Conclusion

As a conclusion, we find that there is a negative correlation between rate of violence against women and educational level that when educational level increases violation rate decreases but this is not a strong correlation. Also, we cannot find a relation between violence rate and GDP per capita.

Then,we construct two models which are decision tree and k-nearest neighbour model. The decision tree does not give a precise conclusion because according to our calculations, the half of them are correct. The regression model gives almost similar proportion but it is not a machine learning technique. The k-nearest model is good for to analyze out data set but it does not give a clear conclusion.

In the project, we tried to examine different data sources and different years but we can only find the violence data in 2014 so we cannot say exact  conclusion.

 

 

 

Decision Tree

We created a decision tree model to predict the woman violence rate of countries with respect to their education rate and GDP.

The input features for the decision tree are Education Rate and GDP,

The target is Woman Violence Rate,

First of all, we formed 4 classes for the violence rates:

  • Higher or equal to 70, it will be in High (value = 3)
  • Between 70 and 40, it will be Upper-Intermediate (value = 2)
  • Between 20 and 40, it will be Lower-Intermediate (value = 1)
  • Below 20, it will be Low (value = 0)

 

  • The output of the decision tree is the predicted violence rates of the country with respect to the input features.

 

Modelling

We will use split in this machine learning analysis; the training data will be consisted of 66% and the test data will be consisted of 33% of the sample data we have. This is very important to avoid from over-fitting and decision trees are so susceptible to it.

f

Firstly, we tested the score of the decision tree on our training data, as expected, output was 1.0

Since we tested same data which we prepared Decision Tree so the accuracy score for the training data must be 100%.
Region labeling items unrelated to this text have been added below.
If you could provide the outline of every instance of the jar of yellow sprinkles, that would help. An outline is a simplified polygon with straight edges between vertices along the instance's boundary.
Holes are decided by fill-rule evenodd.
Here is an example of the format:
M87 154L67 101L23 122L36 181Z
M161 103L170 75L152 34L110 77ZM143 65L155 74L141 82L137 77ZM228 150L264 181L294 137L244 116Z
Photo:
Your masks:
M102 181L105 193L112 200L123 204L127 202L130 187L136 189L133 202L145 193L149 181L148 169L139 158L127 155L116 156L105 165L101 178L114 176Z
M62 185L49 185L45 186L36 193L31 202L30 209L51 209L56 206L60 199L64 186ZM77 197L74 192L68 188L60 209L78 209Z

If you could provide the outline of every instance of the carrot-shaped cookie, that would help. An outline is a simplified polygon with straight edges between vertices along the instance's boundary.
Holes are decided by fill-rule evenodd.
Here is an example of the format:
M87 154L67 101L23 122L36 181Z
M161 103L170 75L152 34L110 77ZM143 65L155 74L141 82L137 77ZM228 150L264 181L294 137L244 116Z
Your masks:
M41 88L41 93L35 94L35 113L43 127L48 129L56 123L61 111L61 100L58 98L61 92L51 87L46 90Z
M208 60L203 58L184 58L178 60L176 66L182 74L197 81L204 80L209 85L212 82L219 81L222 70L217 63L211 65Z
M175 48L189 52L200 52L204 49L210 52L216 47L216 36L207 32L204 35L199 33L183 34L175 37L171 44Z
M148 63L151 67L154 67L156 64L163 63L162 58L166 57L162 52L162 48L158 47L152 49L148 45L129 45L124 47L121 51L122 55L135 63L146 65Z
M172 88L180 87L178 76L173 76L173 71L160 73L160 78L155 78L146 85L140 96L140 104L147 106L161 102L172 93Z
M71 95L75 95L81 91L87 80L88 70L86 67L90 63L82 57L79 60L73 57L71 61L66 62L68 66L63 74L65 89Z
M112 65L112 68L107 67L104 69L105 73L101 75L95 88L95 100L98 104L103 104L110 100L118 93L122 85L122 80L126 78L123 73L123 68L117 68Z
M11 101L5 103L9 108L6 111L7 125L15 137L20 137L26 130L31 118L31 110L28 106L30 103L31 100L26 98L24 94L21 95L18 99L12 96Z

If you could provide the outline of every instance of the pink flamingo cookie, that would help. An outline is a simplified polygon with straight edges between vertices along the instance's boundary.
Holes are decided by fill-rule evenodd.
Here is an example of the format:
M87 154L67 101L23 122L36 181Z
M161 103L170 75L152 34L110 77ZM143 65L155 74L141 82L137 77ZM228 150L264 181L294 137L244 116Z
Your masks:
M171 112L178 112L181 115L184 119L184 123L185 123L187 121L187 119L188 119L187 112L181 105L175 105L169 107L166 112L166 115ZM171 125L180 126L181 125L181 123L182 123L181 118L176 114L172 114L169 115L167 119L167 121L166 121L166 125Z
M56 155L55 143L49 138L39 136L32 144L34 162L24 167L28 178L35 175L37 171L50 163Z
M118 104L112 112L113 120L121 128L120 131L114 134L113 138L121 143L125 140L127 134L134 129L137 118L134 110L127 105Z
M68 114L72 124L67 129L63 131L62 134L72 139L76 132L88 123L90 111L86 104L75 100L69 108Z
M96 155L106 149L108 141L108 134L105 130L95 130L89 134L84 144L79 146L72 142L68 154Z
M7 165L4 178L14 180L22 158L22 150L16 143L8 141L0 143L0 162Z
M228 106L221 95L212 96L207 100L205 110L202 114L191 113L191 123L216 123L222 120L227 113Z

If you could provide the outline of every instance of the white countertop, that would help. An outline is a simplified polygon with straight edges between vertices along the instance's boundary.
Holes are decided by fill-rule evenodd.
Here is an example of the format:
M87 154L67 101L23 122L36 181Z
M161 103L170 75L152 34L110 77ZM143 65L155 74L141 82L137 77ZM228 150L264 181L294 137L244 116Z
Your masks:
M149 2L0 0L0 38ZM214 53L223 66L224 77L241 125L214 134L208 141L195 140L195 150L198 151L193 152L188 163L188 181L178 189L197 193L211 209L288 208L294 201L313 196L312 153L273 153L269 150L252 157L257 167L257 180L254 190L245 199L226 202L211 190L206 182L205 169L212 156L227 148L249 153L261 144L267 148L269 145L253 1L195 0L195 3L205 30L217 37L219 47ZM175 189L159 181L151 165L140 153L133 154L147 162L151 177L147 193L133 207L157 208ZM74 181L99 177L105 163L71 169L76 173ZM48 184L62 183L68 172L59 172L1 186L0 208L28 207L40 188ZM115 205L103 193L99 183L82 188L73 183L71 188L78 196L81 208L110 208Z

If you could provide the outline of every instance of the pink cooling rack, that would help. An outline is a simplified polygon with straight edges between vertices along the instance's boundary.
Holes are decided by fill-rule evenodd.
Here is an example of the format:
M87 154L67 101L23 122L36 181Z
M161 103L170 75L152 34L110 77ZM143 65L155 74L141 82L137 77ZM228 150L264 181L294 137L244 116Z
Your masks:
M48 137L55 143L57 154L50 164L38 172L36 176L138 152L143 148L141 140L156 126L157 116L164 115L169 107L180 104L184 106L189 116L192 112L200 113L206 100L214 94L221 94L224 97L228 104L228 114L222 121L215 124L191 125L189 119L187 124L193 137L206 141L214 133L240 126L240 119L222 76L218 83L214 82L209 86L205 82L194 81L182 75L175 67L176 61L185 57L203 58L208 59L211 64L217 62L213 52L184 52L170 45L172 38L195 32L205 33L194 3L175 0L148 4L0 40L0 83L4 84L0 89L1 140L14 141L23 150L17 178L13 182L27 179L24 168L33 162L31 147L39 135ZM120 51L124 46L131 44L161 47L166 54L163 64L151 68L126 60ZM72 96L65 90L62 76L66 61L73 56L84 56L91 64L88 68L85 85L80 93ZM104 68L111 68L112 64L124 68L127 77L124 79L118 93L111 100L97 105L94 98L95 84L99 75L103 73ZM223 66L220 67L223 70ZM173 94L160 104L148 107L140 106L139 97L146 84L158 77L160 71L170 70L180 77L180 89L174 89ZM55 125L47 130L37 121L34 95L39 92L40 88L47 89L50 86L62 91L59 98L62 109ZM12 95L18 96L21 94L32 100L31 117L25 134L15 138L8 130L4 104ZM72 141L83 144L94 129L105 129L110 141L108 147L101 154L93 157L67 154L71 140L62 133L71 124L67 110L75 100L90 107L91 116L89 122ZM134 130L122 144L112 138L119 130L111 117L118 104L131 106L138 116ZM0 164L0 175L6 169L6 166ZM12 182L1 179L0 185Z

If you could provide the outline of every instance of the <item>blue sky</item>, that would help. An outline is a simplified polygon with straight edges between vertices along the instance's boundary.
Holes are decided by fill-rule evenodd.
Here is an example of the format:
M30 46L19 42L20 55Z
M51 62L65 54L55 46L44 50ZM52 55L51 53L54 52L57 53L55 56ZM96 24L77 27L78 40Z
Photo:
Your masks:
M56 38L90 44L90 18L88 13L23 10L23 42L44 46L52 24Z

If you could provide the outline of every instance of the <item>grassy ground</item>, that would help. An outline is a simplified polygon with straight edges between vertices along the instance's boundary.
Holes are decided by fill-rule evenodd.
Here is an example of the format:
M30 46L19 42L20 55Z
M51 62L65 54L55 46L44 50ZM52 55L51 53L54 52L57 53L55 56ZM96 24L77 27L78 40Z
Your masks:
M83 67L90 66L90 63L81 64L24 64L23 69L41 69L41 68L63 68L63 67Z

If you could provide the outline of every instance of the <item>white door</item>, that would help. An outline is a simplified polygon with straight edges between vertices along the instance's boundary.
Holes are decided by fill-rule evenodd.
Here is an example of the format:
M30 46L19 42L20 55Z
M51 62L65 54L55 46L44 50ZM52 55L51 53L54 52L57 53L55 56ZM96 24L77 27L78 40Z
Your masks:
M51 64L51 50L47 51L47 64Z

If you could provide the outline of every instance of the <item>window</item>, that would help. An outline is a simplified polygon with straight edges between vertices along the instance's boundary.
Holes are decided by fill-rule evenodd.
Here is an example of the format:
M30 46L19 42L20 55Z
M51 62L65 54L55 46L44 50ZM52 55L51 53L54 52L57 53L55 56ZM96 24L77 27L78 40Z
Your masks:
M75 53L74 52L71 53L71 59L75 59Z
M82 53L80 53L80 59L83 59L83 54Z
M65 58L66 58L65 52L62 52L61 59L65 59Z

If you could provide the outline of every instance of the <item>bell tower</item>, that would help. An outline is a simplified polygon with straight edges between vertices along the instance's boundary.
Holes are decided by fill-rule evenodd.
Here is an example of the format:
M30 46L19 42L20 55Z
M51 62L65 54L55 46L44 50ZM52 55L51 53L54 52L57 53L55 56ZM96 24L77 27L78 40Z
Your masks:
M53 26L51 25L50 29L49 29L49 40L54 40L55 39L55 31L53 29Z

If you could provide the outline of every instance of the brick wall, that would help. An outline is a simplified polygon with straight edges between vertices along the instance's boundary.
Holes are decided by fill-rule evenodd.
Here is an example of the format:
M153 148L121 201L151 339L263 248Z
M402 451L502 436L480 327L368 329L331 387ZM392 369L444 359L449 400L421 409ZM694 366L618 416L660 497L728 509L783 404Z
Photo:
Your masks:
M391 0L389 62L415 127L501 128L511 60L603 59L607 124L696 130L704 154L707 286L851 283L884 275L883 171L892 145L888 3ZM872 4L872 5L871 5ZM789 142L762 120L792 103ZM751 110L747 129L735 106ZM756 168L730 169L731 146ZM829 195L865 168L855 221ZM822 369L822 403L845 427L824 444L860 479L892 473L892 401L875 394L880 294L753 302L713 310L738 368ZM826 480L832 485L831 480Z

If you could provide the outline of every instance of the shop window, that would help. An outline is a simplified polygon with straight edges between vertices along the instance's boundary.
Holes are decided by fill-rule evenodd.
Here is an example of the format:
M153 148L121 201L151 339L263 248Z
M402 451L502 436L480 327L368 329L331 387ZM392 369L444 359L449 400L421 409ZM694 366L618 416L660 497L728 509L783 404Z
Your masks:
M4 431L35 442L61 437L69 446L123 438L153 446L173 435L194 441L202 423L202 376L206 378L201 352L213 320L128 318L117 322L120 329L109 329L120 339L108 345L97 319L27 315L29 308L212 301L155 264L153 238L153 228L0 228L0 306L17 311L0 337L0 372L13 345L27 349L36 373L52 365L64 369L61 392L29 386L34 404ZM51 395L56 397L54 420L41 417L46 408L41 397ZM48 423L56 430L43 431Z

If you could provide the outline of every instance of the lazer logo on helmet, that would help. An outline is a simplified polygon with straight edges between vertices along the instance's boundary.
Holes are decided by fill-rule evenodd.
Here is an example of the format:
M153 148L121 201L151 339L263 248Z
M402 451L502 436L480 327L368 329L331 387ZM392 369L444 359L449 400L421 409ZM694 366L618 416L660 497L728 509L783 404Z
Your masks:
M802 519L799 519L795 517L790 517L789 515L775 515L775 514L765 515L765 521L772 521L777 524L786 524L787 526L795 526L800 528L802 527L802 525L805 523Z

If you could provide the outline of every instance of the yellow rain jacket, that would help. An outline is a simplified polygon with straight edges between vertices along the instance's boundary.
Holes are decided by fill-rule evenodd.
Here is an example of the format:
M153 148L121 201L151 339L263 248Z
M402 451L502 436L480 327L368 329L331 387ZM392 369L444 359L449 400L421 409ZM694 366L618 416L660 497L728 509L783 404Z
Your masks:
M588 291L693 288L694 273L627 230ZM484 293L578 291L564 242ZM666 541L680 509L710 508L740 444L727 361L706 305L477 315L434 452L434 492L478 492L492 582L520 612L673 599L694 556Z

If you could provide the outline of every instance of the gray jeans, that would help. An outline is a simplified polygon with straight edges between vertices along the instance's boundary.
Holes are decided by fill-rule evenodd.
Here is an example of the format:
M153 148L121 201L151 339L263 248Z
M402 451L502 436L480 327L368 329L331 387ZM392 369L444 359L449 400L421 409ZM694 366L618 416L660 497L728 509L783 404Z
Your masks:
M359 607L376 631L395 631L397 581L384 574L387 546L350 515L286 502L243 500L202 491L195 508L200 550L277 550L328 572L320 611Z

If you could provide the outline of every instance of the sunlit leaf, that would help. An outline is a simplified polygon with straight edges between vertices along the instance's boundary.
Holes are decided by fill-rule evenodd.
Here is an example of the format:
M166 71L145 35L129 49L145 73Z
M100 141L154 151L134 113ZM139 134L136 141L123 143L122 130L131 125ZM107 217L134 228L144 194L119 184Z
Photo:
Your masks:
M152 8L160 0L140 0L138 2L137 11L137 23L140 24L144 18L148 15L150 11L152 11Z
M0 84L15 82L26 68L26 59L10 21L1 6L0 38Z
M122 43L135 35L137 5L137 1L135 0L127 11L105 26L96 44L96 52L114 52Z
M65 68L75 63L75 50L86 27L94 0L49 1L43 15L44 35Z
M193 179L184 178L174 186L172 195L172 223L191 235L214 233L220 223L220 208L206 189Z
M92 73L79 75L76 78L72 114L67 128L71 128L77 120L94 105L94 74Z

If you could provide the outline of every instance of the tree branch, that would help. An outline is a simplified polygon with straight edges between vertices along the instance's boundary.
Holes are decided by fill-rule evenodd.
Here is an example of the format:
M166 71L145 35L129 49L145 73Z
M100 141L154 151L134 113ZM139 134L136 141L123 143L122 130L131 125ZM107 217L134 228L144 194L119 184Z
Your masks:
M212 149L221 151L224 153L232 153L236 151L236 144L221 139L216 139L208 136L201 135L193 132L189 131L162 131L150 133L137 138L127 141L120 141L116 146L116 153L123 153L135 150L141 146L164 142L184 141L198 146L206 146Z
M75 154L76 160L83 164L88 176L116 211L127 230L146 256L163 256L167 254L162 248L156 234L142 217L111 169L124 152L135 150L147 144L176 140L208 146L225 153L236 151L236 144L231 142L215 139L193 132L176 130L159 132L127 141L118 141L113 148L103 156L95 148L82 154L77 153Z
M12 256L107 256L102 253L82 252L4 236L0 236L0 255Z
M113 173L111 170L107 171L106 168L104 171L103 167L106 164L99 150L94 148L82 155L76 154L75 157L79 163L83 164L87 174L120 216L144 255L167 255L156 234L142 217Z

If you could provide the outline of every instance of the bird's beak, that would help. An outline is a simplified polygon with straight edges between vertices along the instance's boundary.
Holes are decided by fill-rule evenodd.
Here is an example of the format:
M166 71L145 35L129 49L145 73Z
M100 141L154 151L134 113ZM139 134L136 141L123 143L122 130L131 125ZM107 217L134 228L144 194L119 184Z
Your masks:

Then, we can test our model by using the test data we have (last 33% of our main data);

Test data’s array sequence according to classes we determined is:

[2, 0, 2, 3, 2, 3, 2, 0, 1, 0, 3, 0, 3, 1, 0, 1, 1, 0, 1, 2, 2, 2, 2, 2, 1, 2, 2]

The predicted classes of the test data is:

[2, 1, 2, 3, 2, 3, 3, 0, 0, 0, 2, 1, 1, 0, 1, 1, 3, 0, 0, 2, 2, 1, 1, 2, 0, 3, 2]

Note that; 0, 1, 2 and 3 represents Low, Lower-Intermediate, Upper-Intermediate and High classes respectively.

As it is seen, some predictions are wrong. When we calculate the score of the decision tree on the test data, the output is following: 0.48148148148148145

 

This shows that the accuracy score for the test data is around 48% and this is relatively low for a decision tree model. Therefore, it seems that it does not work very well.

 

However, in terms of results, this method has a similar to the regression model because the regression model had a similar r-squared value.

 

Why our model does not work well?

  • Firstly, the model may be too specific to be a model because it is created using the training data and all the details may be fitting very well only for that type of data. In this way, over-fitting might be emerged. Therefore, we tried to decrease the layers.

 

Let’s set the maximum depth of the tree to 5:

g

This will decrease the score for training data because we removed some details now. However, the important thing is that we try to capture a generalizable model. Therefore, we should get a nice score for both of the training and the test data.

 

Firstly, we tested the score of the decision tree on our training data output was 0.8653846153846154

Test data’s array sequence according to classes we determined is:

[2, 0, 2, 3, 2, 3, 2, 0, 1, 0, 3, 0, 3, 1, 0, 1, 1, 0, 1, 2, 2, 2, 2, 2, 1, 2, 2]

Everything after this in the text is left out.